For Information on Aspire 3.1 Click Here

Aspire / Aspire Components / Fetch URL Stage 0.4

Fetch URL Stage 0.4
Description: Fetch URL gets a URL and opens up a stream on the URL which can be read by down-stream pipeline stages.
Inputs: <fetchUrl> (if it exists) or <url>
Outputs: Sets document variable 'contentStream', to an InputStream object ready to be read.

Also HTTP headers are automatically mapped to output elements using the metadata mapper (see below), and a special element, <httpResponse> is also created for HTTP URLs.

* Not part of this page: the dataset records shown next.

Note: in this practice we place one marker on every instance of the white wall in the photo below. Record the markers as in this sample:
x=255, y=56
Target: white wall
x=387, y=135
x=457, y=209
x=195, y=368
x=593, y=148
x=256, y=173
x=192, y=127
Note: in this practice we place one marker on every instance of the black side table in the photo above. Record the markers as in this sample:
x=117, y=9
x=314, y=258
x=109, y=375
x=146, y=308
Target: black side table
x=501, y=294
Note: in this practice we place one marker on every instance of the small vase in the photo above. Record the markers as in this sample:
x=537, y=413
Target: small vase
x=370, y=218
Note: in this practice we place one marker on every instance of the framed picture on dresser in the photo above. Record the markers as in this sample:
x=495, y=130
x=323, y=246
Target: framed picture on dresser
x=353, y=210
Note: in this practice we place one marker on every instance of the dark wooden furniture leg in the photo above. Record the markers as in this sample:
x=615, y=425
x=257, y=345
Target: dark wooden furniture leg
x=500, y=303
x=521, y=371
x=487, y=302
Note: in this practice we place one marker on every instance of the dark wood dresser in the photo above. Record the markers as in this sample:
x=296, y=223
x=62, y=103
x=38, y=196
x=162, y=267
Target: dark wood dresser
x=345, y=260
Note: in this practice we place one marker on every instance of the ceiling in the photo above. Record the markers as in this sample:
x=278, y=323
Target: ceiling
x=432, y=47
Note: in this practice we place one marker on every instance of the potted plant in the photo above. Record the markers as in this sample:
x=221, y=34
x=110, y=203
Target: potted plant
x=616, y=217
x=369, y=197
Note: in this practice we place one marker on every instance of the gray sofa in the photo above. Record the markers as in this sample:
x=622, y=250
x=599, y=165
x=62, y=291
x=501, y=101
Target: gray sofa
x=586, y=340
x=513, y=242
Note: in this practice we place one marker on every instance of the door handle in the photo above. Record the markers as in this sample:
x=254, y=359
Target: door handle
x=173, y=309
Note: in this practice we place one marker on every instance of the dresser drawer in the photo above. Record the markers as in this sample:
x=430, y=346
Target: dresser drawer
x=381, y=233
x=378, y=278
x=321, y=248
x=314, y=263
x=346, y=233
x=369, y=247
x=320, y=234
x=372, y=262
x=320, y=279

Factory: aspire-fetch-url (previously aspire.FetchURL).
Sub Type: default
Object Type: AspireDocument

Other Notes

  • Fetch URL stage will prefix the URL with "http://" if there is no URL protocol specified.
  • Fetch URL can open streams on file system files with the file:// protocol (often used)

Other Outputs

The <httpResponse> element will contain the HTTP response information if the protocol was an "http://" protocol. For example:

<httpResponse code="200" source="FetchURLStage">OK</httpResponse>

Configuration

Element Type Default Description
connectionTimeout int 600000
(10 minutes)
Maximum time to wait (in ms) for establishing a connection to the remote server.
readTimeout int 600000
(10 minutes)
Maximum time to wait (in ms) for reading the entire content.
enableRedirects boolean true If true, then automatically detect when a URL is being redirected by the HTTP server and follow the redirect. I believe this only works for HTTP servers which provide a 3XX redirection response, i.e. I doubt it works for other kinds of JavaScript redirects. If this is set, the redirected URL
maxBytes int 10485760
(= 10mb)
Specifies the maximum number of bytes to read from the URL.
method String GET The method for posting CGI parameters to the remote server. Either POST or GET. This configuration element is ignored for non-HTTP connections. In the POST case, all query parameters will be detached from the URL and submitted as the request body.
metadataMap   see below Standard Metadata Mapper configuration. See below.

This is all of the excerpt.